OECD says Britain has entered Double-Dip Recession

by Michael Smith (Veshengro)

In November 2011 the OECD announced that Britain had entered a double-dip recession while the UK government was and is to this day trying to brainwash the people into believing that all is hunky dory. Well it isn't.

It did hardly take an economist to realize that Britain was and is in a double-dip recessing and no manipulation and massaging of figures helps there. The fact has been evident to me, a non-economist, for moths already and that we were not in the least, despite all the talk by the government, coming out of the Great Recession. Rather the opposite and it is not only the UK alone that is still in recession and is sinking further.

As Mervin King, Governor of the Bank of England, stated a while back as to the fact that our living standards will never come back to the level that they have been in the last part of the last century and the very early part of this one and which had gotten used to.

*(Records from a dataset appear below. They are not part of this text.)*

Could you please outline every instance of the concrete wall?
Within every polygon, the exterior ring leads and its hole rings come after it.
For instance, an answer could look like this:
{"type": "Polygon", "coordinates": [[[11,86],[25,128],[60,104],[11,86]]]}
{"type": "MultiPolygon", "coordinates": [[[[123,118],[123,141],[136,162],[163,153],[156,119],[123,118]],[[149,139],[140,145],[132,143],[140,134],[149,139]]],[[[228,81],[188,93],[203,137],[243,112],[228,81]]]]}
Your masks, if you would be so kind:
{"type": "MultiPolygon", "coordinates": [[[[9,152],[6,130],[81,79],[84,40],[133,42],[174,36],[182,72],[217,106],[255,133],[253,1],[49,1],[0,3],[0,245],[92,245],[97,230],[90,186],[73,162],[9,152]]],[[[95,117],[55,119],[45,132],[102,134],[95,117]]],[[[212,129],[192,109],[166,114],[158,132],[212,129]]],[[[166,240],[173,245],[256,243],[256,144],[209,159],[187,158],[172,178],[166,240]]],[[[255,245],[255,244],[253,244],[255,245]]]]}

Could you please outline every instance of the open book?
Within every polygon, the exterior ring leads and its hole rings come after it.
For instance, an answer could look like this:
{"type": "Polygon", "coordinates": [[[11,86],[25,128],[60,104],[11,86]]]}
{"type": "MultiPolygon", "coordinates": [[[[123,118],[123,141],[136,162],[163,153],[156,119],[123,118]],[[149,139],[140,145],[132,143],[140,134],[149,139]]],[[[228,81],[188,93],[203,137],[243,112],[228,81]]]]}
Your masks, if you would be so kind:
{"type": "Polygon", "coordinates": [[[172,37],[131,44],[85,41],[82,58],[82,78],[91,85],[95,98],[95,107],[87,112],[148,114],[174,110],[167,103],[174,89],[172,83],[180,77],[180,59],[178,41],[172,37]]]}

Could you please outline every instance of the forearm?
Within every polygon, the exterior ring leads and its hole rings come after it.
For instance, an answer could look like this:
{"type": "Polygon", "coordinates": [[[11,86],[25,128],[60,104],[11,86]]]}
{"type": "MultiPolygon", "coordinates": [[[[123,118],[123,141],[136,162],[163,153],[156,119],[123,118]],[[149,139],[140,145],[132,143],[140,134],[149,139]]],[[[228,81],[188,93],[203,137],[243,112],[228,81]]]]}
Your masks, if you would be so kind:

Far from it, I would say. The fact is the those very same living standards are slipping further and further downhill as with constant rising food and fuel costs.

Our Dear Leaders do, however, still try to cerate the illusion that it will come right again and that very soon and that business as before will back soon. They really live on a planet other than ours, of that I am sure. Sorry folks to have to disappoint you, and our Dear Leaders, but it is rime to wake up and smell those roses.

And the smell of those roses is not a pretty and pleasant one, I am afraid to say, all things considered. Life as we have known it – especially those with some money – is about to come to an end, if it has not, in fact, come to an end already and is lying in its death throws.

The economic system of continuous growth is not, and never was, sustainable and was only possible due to the wholesale exploitation of the Planet, its people and resources, and a system of factored in obsolescence and of continuously buying more and new. This entire system is harming the entire system and it needs to be abandoned.

The governments are on about almost continuously as to the need for growth and ever more growth but, as said, this is not good for us and especially not our fellow travellers on this Planet and the Planet itself. The present economic system, based on the ever more growth principle no longer is a sustainable way to go and, in fact, it never was.

But, I somewhat digressed...

Fact is that we are still – or again – whichever way you wish to look at it – in the Great Recession and it would appear that that is where we, that is the UK, but not only the UK, may remain or keep dropping into.

The double-dip may become a wavy line and we must find a new economic system. It is no good trying to continuously fix the broken one. It has become obsolete. It was never fir for the purpose to start with. A bit like government computer systems.

An alternative to our current system, aside from those that are seriously alternative, such as local currencies, barter, etc., has been suggested by Zac Goldsmith, MP, in his book “The Constant Economy”. And the old, and well-thumbed book “Small is Beautiful” by E. F. Schumacher, which was subtitled “Economy as if people mattered”, too will give appropriate ideas.

We need to change our economic system in order to get away from those constant and without current system unavoidable boom and bust cycles and swings.

An economy that is constant and without recessions is possible, but will the politicians buy it.